Blake waited, but Jordan did not add anything to that bare statement which seemed, from its very terseness, to hold a threat. Blake was uneasy but did not dare put a more direct question to the reporter. The latter looked up full into the press agent’s eyes as he asked:
“Did Mrs. Morne intend to divorce her husband?”
> “I’ve heard nothing to that effect.”
“She has put up with a lot from him. How much is she interested in James Betterling?”
Blake glanced at his own hands, resting on the desk; they had doubled up into fists at the question, and he became aware that the reporter had taken note of that fact. He spread them out, and closed them again as he looked Jordan straight in the eyes.
“Is she interested in Mr. Betterling? She’s been seen with him a great deal—at the theatres, motoring, at the beaches.”
“That’s natural enough. Betterling is Mr. Siddarth’s business manager and a friend of the actor and his wife. He has been seen a good deal with both of them. He has escorted her around when Morne was busy at the theatre, probably at Morne’s request.”
“Was she at home last night?”
“I don’t know. Why do you ask me?”
“It is my business to ask questions. Sometimes they are answered. Even when they’re not, that’s sometimes an answer.”
“I suppose it is,” said Blake, after a pause during which he speculated on the reporter’s purpose in making that statement. “An answer refused gives you a chance to speculate on what the reply would have been had it been made. A chance to use your imagination.”

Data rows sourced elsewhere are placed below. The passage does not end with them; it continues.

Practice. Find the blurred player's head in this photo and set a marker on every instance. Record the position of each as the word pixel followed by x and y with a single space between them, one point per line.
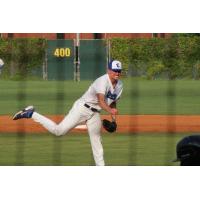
pixel 188 151
pixel 114 69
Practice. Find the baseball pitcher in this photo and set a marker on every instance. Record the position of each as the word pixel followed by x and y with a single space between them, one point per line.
pixel 103 93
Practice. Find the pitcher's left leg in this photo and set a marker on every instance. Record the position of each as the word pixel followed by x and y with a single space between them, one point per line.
pixel 94 129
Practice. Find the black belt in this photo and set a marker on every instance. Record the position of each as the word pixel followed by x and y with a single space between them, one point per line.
pixel 91 108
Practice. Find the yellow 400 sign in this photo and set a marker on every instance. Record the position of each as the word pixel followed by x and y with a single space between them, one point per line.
pixel 62 52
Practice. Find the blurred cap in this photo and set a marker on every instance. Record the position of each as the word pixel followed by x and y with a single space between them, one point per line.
pixel 115 66
pixel 188 148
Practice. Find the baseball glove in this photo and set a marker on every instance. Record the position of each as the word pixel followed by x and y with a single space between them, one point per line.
pixel 109 126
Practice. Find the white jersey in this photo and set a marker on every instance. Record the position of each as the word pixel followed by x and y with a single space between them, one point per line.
pixel 102 85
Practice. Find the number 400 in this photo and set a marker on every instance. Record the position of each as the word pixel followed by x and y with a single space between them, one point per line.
pixel 62 52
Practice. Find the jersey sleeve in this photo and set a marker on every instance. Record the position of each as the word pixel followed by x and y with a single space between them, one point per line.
pixel 100 86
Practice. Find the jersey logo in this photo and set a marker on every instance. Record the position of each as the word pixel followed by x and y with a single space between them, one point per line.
pixel 111 96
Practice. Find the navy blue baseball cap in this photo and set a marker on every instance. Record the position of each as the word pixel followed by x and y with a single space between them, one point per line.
pixel 188 148
pixel 115 66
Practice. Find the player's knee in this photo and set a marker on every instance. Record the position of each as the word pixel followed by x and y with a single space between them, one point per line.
pixel 58 131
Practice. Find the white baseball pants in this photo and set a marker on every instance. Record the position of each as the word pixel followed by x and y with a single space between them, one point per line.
pixel 78 114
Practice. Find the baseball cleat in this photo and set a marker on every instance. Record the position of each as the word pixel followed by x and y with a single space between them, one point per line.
pixel 25 113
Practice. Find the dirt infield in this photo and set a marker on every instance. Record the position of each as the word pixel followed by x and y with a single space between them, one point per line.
pixel 126 124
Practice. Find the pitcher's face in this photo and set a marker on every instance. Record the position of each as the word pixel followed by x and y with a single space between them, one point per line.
pixel 114 74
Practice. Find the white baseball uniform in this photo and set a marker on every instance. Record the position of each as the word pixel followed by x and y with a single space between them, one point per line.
pixel 83 110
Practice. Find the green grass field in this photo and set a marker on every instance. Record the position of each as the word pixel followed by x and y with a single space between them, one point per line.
pixel 139 96
pixel 53 97
pixel 75 150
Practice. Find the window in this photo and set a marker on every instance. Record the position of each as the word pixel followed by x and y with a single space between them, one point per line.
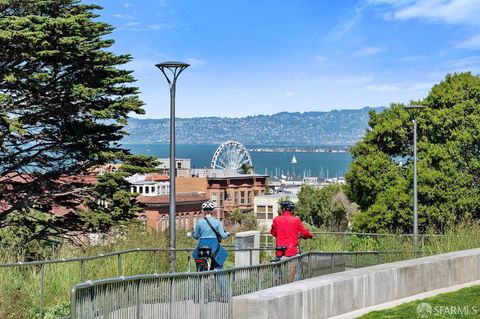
pixel 143 220
pixel 260 212
pixel 214 199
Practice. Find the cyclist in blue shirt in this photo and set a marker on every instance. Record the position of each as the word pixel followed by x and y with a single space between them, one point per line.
pixel 207 235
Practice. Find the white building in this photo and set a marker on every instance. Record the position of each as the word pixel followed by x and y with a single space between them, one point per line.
pixel 266 207
pixel 149 184
pixel 182 166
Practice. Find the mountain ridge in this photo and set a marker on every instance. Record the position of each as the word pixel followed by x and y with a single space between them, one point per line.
pixel 336 127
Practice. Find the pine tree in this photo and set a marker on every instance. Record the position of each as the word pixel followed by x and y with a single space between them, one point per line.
pixel 64 101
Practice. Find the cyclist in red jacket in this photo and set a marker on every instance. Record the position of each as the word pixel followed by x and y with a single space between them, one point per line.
pixel 287 228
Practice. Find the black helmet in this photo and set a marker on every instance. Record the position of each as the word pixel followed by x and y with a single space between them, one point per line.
pixel 208 206
pixel 288 205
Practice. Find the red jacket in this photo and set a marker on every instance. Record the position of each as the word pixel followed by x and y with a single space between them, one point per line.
pixel 285 229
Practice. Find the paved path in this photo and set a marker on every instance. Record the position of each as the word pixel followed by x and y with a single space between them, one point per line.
pixel 387 305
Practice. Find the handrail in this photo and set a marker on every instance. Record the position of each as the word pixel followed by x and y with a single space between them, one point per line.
pixel 172 292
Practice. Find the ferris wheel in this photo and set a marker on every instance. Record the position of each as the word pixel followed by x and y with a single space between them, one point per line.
pixel 231 155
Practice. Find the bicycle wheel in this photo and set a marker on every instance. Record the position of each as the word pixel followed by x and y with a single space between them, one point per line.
pixel 203 266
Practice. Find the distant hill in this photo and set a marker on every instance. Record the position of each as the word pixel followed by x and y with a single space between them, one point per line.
pixel 342 127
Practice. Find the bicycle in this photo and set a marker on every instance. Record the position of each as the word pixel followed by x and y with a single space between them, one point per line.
pixel 278 272
pixel 204 261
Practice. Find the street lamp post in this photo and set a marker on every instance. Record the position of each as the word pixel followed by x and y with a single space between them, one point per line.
pixel 415 198
pixel 171 71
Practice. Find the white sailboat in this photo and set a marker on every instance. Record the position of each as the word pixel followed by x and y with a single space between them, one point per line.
pixel 294 161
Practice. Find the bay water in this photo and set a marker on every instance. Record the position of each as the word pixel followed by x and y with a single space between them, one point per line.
pixel 319 164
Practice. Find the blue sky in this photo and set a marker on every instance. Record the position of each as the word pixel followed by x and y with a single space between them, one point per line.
pixel 253 57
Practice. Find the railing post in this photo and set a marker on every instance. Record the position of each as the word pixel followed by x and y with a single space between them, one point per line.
pixel 82 270
pixel 138 300
pixel 42 272
pixel 155 262
pixel 172 298
pixel 119 271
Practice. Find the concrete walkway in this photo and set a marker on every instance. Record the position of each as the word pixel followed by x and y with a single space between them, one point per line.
pixel 388 305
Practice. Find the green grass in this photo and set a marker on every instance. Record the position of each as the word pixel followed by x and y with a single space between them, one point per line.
pixel 464 303
pixel 19 287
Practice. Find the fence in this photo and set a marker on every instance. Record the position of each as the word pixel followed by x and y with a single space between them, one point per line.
pixel 349 241
pixel 80 269
pixel 126 263
pixel 207 294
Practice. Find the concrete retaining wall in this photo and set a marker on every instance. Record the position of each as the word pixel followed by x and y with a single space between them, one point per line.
pixel 336 294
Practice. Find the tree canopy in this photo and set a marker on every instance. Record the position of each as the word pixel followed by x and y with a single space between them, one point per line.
pixel 325 207
pixel 380 179
pixel 64 100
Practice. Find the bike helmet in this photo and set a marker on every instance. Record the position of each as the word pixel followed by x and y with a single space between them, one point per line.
pixel 208 206
pixel 288 205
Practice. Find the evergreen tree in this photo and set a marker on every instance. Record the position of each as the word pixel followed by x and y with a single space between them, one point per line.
pixel 448 151
pixel 64 101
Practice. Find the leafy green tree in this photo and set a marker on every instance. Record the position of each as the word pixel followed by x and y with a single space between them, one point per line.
pixel 111 202
pixel 325 207
pixel 448 161
pixel 64 101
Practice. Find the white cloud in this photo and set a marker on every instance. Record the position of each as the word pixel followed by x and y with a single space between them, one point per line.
pixel 420 86
pixel 345 25
pixel 471 63
pixel 369 51
pixel 196 63
pixel 352 80
pixel 411 58
pixel 471 44
pixel 439 11
pixel 382 88
pixel 319 58
pixel 138 26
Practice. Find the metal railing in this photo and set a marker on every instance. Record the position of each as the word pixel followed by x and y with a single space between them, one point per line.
pixel 353 241
pixel 207 294
pixel 125 263
pixel 86 268
pixel 192 295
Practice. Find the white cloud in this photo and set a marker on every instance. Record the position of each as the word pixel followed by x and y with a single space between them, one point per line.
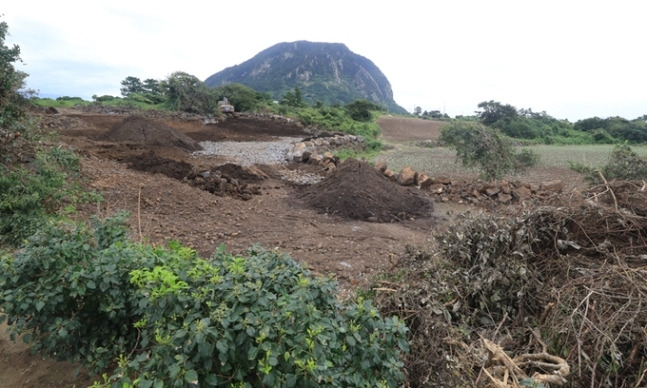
pixel 572 59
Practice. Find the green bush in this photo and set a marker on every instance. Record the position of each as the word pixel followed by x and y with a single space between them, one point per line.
pixel 623 163
pixel 256 321
pixel 70 297
pixel 527 158
pixel 478 145
pixel 28 194
pixel 169 318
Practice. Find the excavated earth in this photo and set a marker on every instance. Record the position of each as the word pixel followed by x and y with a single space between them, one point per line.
pixel 209 182
pixel 189 179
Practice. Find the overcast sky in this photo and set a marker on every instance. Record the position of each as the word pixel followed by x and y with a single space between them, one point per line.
pixel 571 59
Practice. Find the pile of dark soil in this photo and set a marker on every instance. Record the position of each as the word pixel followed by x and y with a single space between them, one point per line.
pixel 140 130
pixel 356 190
pixel 151 163
pixel 229 180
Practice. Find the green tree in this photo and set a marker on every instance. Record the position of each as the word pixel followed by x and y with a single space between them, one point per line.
pixel 187 93
pixel 241 97
pixel 131 85
pixel 360 110
pixel 11 81
pixel 493 111
pixel 478 145
pixel 294 99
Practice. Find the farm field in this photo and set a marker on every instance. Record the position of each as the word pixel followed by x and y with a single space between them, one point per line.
pixel 416 151
pixel 163 182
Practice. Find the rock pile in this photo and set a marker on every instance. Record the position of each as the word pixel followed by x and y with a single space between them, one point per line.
pixel 475 192
pixel 316 150
pixel 228 180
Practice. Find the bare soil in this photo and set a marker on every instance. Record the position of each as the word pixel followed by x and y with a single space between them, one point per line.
pixel 353 225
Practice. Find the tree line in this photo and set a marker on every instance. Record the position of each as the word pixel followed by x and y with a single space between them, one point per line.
pixel 543 128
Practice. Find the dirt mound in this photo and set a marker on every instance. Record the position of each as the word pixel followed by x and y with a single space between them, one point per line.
pixel 228 180
pixel 356 190
pixel 152 163
pixel 140 130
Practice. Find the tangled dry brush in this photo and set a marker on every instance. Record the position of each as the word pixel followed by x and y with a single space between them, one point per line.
pixel 553 294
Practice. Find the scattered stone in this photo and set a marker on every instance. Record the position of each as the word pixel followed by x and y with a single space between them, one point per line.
pixel 407 176
pixel 555 186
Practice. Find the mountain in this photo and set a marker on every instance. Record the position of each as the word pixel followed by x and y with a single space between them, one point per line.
pixel 326 72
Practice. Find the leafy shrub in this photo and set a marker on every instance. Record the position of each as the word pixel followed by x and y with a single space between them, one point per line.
pixel 527 158
pixel 256 321
pixel 169 318
pixel 623 163
pixel 29 194
pixel 69 297
pixel 476 144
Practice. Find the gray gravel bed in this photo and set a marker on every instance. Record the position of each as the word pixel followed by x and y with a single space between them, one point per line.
pixel 250 153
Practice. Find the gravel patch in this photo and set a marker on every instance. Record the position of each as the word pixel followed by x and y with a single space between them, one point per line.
pixel 250 153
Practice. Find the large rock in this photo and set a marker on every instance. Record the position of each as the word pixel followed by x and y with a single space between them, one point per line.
pixel 423 180
pixel 380 166
pixel 442 180
pixel 407 176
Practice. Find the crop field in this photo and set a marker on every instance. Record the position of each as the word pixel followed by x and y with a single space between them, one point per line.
pixel 440 161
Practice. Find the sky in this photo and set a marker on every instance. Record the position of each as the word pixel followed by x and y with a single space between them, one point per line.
pixel 569 58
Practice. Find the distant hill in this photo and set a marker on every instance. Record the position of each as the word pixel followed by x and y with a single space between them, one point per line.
pixel 326 72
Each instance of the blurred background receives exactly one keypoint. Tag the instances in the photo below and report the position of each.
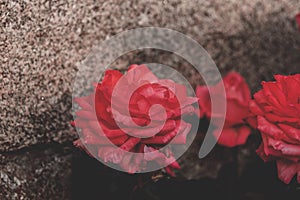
(43, 42)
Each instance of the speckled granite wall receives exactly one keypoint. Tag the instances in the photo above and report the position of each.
(43, 42)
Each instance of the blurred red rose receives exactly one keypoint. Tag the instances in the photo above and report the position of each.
(150, 90)
(235, 131)
(276, 110)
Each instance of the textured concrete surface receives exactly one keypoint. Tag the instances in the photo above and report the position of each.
(42, 43)
(37, 173)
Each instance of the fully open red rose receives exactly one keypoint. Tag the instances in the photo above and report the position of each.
(276, 110)
(298, 20)
(134, 131)
(235, 131)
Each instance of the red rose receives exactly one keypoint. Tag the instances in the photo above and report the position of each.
(134, 131)
(235, 131)
(276, 110)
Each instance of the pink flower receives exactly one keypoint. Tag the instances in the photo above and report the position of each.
(235, 131)
(298, 20)
(276, 111)
(96, 127)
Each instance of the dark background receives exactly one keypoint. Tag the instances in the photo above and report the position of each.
(42, 44)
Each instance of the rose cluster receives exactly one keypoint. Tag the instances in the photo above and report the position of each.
(104, 133)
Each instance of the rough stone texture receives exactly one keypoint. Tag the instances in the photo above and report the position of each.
(42, 43)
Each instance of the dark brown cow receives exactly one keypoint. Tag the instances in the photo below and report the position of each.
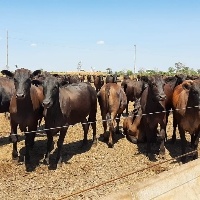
(132, 124)
(72, 79)
(153, 111)
(112, 101)
(98, 82)
(25, 108)
(65, 106)
(133, 90)
(171, 83)
(7, 89)
(89, 78)
(111, 79)
(186, 101)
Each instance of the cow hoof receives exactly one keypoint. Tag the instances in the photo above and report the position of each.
(110, 145)
(15, 159)
(59, 164)
(162, 156)
(15, 156)
(94, 144)
(46, 161)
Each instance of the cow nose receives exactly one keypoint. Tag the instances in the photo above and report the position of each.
(45, 103)
(162, 97)
(20, 95)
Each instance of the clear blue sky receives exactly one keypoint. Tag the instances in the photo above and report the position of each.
(55, 35)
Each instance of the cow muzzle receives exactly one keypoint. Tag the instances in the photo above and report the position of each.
(46, 104)
(162, 97)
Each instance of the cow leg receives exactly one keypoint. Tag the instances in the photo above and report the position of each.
(149, 133)
(60, 145)
(118, 120)
(162, 143)
(183, 143)
(174, 129)
(49, 146)
(167, 116)
(111, 132)
(161, 137)
(93, 124)
(29, 142)
(85, 126)
(14, 139)
(195, 143)
(127, 108)
(105, 125)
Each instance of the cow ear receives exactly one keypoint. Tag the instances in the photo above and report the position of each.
(187, 85)
(36, 82)
(35, 73)
(56, 75)
(7, 73)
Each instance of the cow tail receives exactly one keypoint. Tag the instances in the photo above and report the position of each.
(107, 94)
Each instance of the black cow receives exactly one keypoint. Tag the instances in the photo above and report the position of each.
(111, 79)
(25, 108)
(98, 82)
(153, 111)
(65, 106)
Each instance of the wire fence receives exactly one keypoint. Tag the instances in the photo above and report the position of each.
(40, 130)
(125, 175)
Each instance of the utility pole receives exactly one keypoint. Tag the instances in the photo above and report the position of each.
(135, 60)
(7, 52)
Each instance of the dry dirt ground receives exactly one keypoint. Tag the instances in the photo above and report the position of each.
(86, 173)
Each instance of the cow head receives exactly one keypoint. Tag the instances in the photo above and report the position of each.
(22, 80)
(156, 84)
(51, 90)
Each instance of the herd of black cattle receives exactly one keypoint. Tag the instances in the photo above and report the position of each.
(64, 100)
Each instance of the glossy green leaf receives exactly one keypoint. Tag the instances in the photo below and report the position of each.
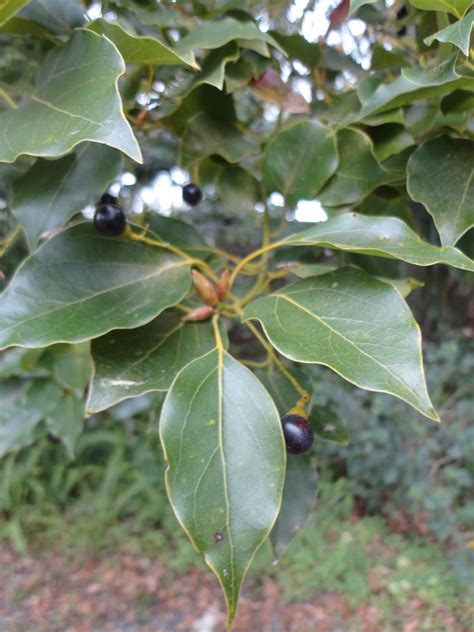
(354, 324)
(138, 49)
(355, 5)
(57, 16)
(301, 478)
(131, 363)
(21, 26)
(71, 365)
(458, 33)
(179, 233)
(441, 177)
(358, 172)
(300, 160)
(305, 270)
(456, 7)
(225, 455)
(412, 85)
(76, 99)
(19, 362)
(390, 139)
(80, 285)
(8, 8)
(53, 190)
(215, 34)
(206, 135)
(327, 425)
(381, 237)
(66, 421)
(22, 406)
(214, 66)
(299, 498)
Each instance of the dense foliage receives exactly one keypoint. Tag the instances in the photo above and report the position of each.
(262, 122)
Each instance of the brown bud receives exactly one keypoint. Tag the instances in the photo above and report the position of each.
(205, 289)
(200, 313)
(222, 285)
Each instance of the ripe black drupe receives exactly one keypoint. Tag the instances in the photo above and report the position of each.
(110, 220)
(298, 433)
(192, 194)
(108, 199)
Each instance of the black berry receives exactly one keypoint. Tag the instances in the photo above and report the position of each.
(192, 194)
(298, 434)
(108, 199)
(110, 220)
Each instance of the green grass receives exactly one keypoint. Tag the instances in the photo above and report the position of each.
(112, 499)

“And why it was not answered,” Jordan added, with a swift, keen glance full into Blake’s eyes. “It’s reported that Morne was interested financially in the Happy Hours night club. Know anything about that?”
“I know nothing of his activities out of the theatre.”
“Vanuzzi has been quite talkative about what happened on the Silver Lark, like a man having something to hide. No reason to suppose the Italian might have bumped Morne off?”
“They seemed friendly enough the few times I was at the night club with Morne. Still, he might have been part owner. The District Attorney mentioned such a report.”